John takes the child by the collar and lifts him away from Linda. He then hits the twin in the ears for his intrusion into Linda's space. The Head Nurse threatens to throw John out if he continues to behave in this manner. The Head Nurse cannot understand John's behavior. And then he remembers this world—the civilized world — as Linda used to describe it to him, as a "beautiful, beautiful Other Place […], a paradise of goodness and loveliness.

It remains a place "whole and intact, undefiled. Of course, the kids are all in shock because they've never seen anyone like Linda before. She's overweight and old. John grabs one particularly disgusted child and gives him a good sock. The nurse rushes in.

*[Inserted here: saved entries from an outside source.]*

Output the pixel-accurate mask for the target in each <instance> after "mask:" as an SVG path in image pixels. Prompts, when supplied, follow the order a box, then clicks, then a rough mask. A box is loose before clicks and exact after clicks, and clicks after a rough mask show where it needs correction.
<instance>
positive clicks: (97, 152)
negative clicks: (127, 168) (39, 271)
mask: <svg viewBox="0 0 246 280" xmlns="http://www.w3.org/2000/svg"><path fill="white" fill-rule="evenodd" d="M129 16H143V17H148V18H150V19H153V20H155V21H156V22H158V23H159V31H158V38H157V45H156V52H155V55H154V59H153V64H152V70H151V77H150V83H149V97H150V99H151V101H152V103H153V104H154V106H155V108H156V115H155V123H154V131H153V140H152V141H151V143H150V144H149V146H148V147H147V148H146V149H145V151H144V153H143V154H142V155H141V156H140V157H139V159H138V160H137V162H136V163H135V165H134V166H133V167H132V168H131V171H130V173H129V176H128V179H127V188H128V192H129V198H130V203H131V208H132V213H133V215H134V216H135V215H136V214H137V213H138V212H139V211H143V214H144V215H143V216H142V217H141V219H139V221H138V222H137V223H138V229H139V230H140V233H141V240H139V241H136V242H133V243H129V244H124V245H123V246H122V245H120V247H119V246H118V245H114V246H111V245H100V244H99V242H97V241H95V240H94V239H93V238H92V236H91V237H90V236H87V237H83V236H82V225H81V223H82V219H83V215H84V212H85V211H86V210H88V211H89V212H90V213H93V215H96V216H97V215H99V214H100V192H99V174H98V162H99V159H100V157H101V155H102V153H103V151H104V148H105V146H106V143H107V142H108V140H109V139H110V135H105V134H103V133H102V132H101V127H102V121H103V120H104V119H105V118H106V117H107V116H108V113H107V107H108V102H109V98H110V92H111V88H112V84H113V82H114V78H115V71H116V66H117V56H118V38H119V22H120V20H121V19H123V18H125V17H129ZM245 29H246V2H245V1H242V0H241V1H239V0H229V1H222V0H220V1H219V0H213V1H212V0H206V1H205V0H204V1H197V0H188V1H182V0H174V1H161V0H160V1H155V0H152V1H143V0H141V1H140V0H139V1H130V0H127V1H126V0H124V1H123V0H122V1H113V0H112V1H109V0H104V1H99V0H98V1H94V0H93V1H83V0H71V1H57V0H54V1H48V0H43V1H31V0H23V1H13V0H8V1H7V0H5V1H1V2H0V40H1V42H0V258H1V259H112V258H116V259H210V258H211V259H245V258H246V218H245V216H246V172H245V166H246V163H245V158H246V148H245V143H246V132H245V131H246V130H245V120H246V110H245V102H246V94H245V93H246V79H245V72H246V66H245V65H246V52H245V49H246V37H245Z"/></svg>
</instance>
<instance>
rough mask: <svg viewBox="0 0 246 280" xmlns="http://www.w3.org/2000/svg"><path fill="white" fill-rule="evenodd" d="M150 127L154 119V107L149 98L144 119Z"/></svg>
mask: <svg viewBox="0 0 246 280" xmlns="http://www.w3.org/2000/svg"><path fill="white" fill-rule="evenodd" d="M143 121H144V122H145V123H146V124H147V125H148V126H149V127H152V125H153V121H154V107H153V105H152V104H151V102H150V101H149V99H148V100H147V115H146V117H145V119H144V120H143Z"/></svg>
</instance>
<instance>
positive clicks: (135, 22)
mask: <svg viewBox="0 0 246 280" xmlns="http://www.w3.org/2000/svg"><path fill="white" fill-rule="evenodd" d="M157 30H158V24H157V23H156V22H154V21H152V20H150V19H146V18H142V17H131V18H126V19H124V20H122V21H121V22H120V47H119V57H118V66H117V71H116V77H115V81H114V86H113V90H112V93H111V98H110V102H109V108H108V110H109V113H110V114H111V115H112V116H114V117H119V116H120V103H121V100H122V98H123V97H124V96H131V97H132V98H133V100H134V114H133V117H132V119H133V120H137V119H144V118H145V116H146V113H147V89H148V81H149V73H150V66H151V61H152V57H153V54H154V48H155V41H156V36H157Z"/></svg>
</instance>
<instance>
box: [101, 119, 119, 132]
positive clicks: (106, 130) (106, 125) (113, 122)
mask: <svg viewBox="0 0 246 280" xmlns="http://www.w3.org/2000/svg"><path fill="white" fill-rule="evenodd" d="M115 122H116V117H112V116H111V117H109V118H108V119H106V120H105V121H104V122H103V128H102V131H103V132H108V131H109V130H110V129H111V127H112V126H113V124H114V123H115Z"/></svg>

She orders John to 1 stop hitting the children and 2 stop being such a bother, and then she leaves with the children and gets them playing hunt-the-zipper.

Linda starts to wake, and John tries to return to his pleasant memories. Their soma rations are quickly restored. The police ask Helmholtz and John to come quietly. Bernard tries to slip out the door unobserved, but he is caught before he can escape. The dramatic riot incited by John is the climax of the novel.

He insists on seeing Lenina as a pure, virginal woman, possessed of complete sexual modesty. He struggles with the physical side of sexuality to the point that he wants to repress it entirely.

When Lenina makes a pass at him, he calls her a whore for breaking the rules of a moral code she is not even aware of. It is significant that when he locks himself away from Lenina, he chooses to read Othello , a play about the doomed relationship between a black African man and a white Venetian woman.

Like John, Othello veers between the extremes of perceiving his beloved as a chaste statue and as a whore. It is this misperception that leads Othello to slaughter his wife, not an incompatibility between their two cultures.

Any tolerance he might once have felt for the practices and people of the World State disappears. He thinks of the Bokanovsky twins as maggots who defile his grieving process. Unfortunately for John, his mother is no help. He sees himself reflected in their laughter as a curious, comedic spectacle, not as a human being.

Worse yet is the fact that he considers Helmholtz a friend with whom he can discuss his feelings for Lenina. The end result of all these separate episodes is that John acknowledges that he, as an individual, cannot exist within World State society. John would rather see the truth and real human relationships—even painful ones—than the near-slavery of soma. Linda and the Deltas use soma to escape all pain and responsibility.

The vast majority of World State citizens remain childlike their whole lives through the use of conditioning, social reinforcement, and soma.

Helmholtz throws himself into the fray when he and Bernard arrive at the hospital, but Bernard hesitates. To John, the look seems to reproach him; in fact, he believes that he has killed her. John's guilt about his mother's death will re-emerge in later chapters, finally driving him to violence and isolation — an end that Huxley hints at in the conclusion of this chapter, when John pushes away a curious child roughly enough to force him to the floor.